If trees endure while generations of human beings pass away, so do poems. Both Alvarez and Huddle are highly self-conscious about their craft. Yet it's in their attitudes toward poetry that we begin to see their differences. In poem after poem, Alvarez celebrates the power of verse to give her life order, meaning, solace... perhaps even a touch of immortality. In "Direct Address," she writes, "I love those poems where writers turn to me,/addressing me as you.../That is the only way the dead come back/as far as I can tell."

Huddle is a bit more cynical. In an acerbic cycle called "The Poem, the Snow, Jane Goodall, and the Vase of Daffodils," he addresses a reader who may be bored, or not there at all. "You don't want to read/A poem about poetry? Please/don't read this. I won't/know the difference."
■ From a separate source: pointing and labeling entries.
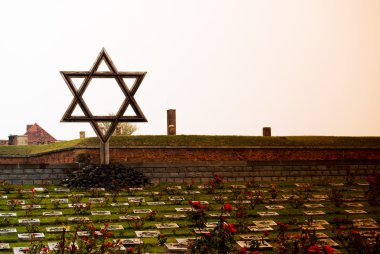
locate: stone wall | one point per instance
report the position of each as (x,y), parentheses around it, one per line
(202,171)
(194,154)
(178,164)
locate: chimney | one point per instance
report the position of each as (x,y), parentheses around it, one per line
(267,132)
(171,122)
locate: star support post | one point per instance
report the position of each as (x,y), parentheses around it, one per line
(129,100)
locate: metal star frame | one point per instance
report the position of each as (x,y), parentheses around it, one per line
(112,73)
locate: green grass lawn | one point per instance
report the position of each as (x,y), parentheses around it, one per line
(291,214)
(197,140)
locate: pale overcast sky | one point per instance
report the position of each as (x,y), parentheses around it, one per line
(227,67)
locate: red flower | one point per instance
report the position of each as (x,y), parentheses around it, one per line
(328,250)
(371,179)
(227,207)
(217,178)
(313,249)
(243,251)
(353,232)
(230,228)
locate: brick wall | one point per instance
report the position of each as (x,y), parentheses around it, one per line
(202,171)
(188,154)
(168,164)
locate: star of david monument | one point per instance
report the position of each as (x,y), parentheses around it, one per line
(94,120)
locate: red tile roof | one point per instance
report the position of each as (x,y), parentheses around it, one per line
(37,135)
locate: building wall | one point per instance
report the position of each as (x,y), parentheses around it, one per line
(18,140)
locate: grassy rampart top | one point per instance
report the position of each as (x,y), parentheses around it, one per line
(199,141)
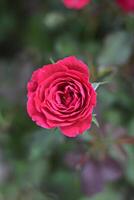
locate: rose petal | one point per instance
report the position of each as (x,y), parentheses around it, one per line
(77,128)
(74,64)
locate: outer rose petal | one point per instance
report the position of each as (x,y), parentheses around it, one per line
(47,71)
(74,64)
(77,128)
(76,4)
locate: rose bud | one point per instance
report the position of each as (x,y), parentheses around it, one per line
(76,4)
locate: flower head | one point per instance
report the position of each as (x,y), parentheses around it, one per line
(126,5)
(60,95)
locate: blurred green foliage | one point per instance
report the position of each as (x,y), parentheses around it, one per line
(32,160)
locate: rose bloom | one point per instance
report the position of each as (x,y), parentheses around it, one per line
(60,95)
(126,5)
(76,4)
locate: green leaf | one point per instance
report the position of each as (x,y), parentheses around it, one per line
(106,195)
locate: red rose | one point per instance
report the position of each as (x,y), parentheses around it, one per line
(60,95)
(126,5)
(76,4)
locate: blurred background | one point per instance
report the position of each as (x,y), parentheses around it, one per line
(39,164)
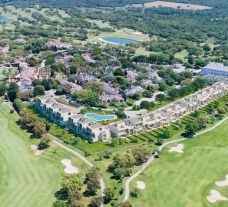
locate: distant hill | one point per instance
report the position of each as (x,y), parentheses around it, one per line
(75,3)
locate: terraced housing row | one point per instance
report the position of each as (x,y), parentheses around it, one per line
(91,130)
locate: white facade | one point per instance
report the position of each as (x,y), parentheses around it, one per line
(215,69)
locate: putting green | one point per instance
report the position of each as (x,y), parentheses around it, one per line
(177,180)
(27,180)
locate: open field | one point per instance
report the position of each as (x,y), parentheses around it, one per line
(157,4)
(186,179)
(120,33)
(26,179)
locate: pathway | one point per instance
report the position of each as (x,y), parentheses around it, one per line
(152,158)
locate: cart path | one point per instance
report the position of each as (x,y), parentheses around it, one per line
(152,158)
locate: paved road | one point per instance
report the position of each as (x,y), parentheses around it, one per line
(102,184)
(152,158)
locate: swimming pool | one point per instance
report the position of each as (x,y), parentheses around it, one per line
(3,19)
(120,41)
(98,117)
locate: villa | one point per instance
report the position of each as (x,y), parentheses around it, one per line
(215,69)
(135,122)
(106,98)
(168,114)
(68,116)
(88,128)
(58,45)
(133,90)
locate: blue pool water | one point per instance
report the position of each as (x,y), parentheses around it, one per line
(3,19)
(121,41)
(98,117)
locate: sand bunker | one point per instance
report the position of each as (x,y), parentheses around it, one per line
(36,150)
(69,168)
(222,183)
(179,148)
(141,185)
(216,196)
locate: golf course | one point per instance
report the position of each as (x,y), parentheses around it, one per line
(186,179)
(27,180)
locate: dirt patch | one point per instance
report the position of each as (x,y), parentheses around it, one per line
(157,4)
(69,168)
(140,185)
(179,148)
(216,196)
(222,183)
(36,150)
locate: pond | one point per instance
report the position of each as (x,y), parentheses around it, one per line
(120,41)
(3,19)
(98,117)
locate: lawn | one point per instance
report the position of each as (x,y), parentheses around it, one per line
(178,180)
(25,179)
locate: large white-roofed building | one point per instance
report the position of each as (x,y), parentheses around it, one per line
(215,69)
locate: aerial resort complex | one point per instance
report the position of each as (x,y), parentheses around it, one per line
(107,103)
(89,129)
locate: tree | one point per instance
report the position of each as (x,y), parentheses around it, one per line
(164,135)
(147,105)
(141,154)
(148,93)
(25,95)
(72,184)
(18,104)
(39,129)
(96,202)
(125,204)
(160,97)
(59,203)
(162,86)
(203,121)
(87,97)
(44,142)
(12,91)
(39,90)
(191,128)
(92,181)
(3,89)
(109,194)
(118,72)
(95,86)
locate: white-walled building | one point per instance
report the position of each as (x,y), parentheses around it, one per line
(215,69)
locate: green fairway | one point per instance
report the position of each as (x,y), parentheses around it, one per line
(185,180)
(27,180)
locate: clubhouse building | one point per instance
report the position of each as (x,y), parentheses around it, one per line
(93,131)
(215,69)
Just what's so special about poetry anyway? Alvarez, who won her public acclaim as a novelist, confesses in The Woman I Kept to Myself that she prefers the compact format of poems, where words have multiple meanings and a single image can call up a train of associations stretching back to the Garden of Eden. In "Small Portions," she explains, "If truth is in the details, I'm the pope/of the particular, imam of mites,/a god in the minus numbers, a worm/pearling the soil with the teensy bits/I take in and deliver..." While novels tell us things, Alvarez suggests, poems are living demonstrations, "pearling the soil" of our minds the way worms do our gardens.

The irony is that Alvarez's poems often do more telling than showing. While her language can be tightly wound and inventive -- the passage from "Small Portions" is a prime example -- there are many narrative passages in The Woman I Kept to Myself that wouldn't look out of place on a page of prose. This one, for instance, from "Reunion," about the poet's sister: "The visit/goes downhill from there: she accusing me/of being anal, rigid, controlling." Direct address is indeed a wonderful device, but one sometimes wishes that Alvarez would let us read between the lines.
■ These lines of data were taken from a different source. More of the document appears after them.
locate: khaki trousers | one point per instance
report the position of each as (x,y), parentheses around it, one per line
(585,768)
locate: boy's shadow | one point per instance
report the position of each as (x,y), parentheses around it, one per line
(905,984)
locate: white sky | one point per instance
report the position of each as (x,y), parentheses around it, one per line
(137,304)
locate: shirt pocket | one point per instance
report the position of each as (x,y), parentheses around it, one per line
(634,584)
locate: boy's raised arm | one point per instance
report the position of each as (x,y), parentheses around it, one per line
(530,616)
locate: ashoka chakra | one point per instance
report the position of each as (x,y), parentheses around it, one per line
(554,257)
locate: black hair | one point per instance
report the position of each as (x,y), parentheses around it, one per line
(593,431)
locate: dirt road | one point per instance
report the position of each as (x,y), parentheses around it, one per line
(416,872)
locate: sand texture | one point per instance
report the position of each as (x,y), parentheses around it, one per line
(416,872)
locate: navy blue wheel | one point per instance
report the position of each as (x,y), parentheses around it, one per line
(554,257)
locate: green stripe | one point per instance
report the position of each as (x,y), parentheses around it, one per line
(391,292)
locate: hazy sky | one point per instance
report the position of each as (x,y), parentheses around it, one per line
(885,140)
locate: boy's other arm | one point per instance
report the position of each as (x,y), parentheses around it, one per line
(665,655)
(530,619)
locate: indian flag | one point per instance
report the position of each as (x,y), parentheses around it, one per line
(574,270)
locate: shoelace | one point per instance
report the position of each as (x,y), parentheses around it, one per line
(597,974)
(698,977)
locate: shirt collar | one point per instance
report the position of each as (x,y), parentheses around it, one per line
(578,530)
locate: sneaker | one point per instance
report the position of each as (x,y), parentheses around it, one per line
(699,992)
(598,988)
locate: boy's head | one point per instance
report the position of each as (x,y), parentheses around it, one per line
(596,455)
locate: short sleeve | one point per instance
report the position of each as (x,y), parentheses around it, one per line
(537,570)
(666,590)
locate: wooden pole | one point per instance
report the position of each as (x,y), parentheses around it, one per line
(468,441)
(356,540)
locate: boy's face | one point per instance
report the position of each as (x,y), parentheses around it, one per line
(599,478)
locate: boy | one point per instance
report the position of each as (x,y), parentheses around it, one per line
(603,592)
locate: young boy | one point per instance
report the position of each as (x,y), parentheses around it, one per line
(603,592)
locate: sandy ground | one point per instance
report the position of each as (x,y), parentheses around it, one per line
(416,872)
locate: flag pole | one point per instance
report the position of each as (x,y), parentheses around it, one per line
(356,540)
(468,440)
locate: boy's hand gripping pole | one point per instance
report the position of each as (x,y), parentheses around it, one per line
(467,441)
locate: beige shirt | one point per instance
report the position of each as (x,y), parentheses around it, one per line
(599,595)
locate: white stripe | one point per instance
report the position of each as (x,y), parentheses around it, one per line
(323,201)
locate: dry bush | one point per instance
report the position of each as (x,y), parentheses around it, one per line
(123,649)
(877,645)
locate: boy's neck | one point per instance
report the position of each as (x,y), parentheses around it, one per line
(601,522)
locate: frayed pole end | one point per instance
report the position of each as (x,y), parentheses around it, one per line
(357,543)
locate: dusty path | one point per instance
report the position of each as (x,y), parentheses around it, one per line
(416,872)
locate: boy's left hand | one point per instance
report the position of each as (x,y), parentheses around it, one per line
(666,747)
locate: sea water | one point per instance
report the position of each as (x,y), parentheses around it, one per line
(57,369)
Huddle also narrates mundane events in his life, but he deploys an artful version of everyday language, one that's deceptively low-key and sometimes funny. His themes tend to sneak up and tap you on the shoulder.
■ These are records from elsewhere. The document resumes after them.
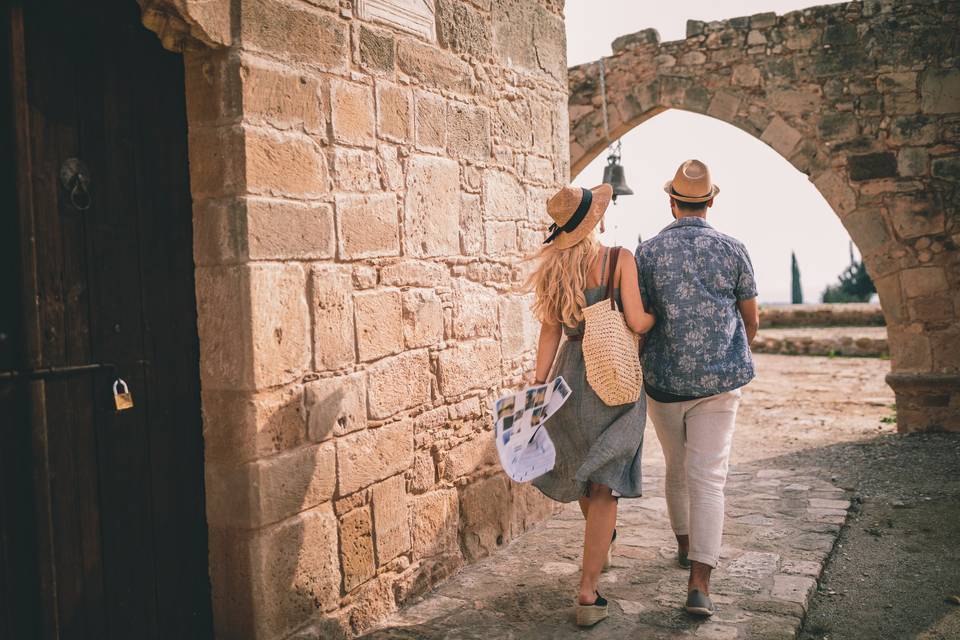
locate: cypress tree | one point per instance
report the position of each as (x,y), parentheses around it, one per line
(797,291)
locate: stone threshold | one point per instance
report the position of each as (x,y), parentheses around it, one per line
(780,531)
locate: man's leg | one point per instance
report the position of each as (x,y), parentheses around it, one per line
(710,425)
(667,419)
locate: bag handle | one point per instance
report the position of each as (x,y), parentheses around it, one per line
(613,272)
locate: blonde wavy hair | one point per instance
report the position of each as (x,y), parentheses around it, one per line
(558,281)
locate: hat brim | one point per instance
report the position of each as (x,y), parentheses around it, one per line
(668,187)
(601,200)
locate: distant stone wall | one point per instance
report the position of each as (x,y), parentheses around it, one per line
(822,315)
(864,98)
(366,176)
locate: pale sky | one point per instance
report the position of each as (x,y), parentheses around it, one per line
(763,200)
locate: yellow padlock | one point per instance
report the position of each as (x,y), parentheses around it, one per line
(122,400)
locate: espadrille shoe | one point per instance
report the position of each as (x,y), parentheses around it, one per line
(590,614)
(699,603)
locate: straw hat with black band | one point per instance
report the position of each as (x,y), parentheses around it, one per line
(575,212)
(692,183)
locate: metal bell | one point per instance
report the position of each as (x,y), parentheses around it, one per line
(613,175)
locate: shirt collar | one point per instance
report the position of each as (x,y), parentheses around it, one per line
(688,222)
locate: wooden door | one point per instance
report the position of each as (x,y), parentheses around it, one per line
(103,522)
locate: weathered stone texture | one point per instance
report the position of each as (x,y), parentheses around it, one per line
(363,191)
(864,98)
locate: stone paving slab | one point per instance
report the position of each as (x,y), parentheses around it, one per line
(782,521)
(781,525)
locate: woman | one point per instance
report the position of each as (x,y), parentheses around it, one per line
(598,446)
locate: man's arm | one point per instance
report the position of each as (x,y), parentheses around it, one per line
(750,313)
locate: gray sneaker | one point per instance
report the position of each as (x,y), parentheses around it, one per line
(699,603)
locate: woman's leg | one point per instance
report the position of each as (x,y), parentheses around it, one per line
(601,519)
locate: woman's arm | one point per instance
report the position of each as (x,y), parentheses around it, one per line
(547,350)
(637,317)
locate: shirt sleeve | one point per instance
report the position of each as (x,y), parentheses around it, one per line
(746,281)
(641,277)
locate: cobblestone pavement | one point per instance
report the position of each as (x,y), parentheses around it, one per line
(824,341)
(781,526)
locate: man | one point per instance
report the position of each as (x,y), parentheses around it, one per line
(699,283)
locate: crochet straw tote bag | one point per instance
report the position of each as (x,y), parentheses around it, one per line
(611,349)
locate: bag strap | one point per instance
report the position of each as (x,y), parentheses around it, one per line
(613,273)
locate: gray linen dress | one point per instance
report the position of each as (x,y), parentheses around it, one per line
(594,442)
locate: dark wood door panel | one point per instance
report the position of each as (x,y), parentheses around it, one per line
(127,555)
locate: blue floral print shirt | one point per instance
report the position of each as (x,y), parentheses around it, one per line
(691,277)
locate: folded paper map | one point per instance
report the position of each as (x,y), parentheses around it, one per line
(524,447)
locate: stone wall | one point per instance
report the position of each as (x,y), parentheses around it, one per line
(850,314)
(864,98)
(366,176)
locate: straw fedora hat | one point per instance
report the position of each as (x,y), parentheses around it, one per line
(692,183)
(575,213)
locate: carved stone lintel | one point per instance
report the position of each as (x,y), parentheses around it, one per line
(188,25)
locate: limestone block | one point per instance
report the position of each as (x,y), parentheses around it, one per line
(367,226)
(352,113)
(940,90)
(463,29)
(422,318)
(335,406)
(923,281)
(504,197)
(518,328)
(471,224)
(431,122)
(500,238)
(368,456)
(331,297)
(355,170)
(432,207)
(280,323)
(486,509)
(468,131)
(913,161)
(356,548)
(377,50)
(746,75)
(240,426)
(781,136)
(391,518)
(269,490)
(283,230)
(434,67)
(473,310)
(281,100)
(469,365)
(836,190)
(471,456)
(294,571)
(284,165)
(413,273)
(434,519)
(301,34)
(868,229)
(871,166)
(394,112)
(917,214)
(398,383)
(379,317)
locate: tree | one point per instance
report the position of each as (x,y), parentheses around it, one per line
(855,284)
(797,290)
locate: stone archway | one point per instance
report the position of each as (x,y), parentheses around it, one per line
(863,98)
In "Is There Anybody Here I Can Say Goodbye To?" the poet gives us a run-on-sentence account of his run-in at the gym with Ray, an older man who forces him to endure locker-room disquisitions on illness and the weather in Florida: "it's real nice there,/whereas here, well, it can/make you shake your head/and give a low whistle." Just as the banality reaches a critical level, Huddle tells us that Ray's "hard little smile/tells me he knows.../...I'm not likely/to miss [him]."

Just as another aging gym-mate has disappeared into a retirement home, so will Ray soon disappear -- and so, it's implied, will the narrator. A tiny encounter suddenly swells to encompass what Huddle calls "the big monsters" -- aging, death and the fear of isolation. It's the theme of King Lear couched in the form of a shaggy-dog story -- and it's that kind of surprise that makes Grayscale the more colorful of the two books.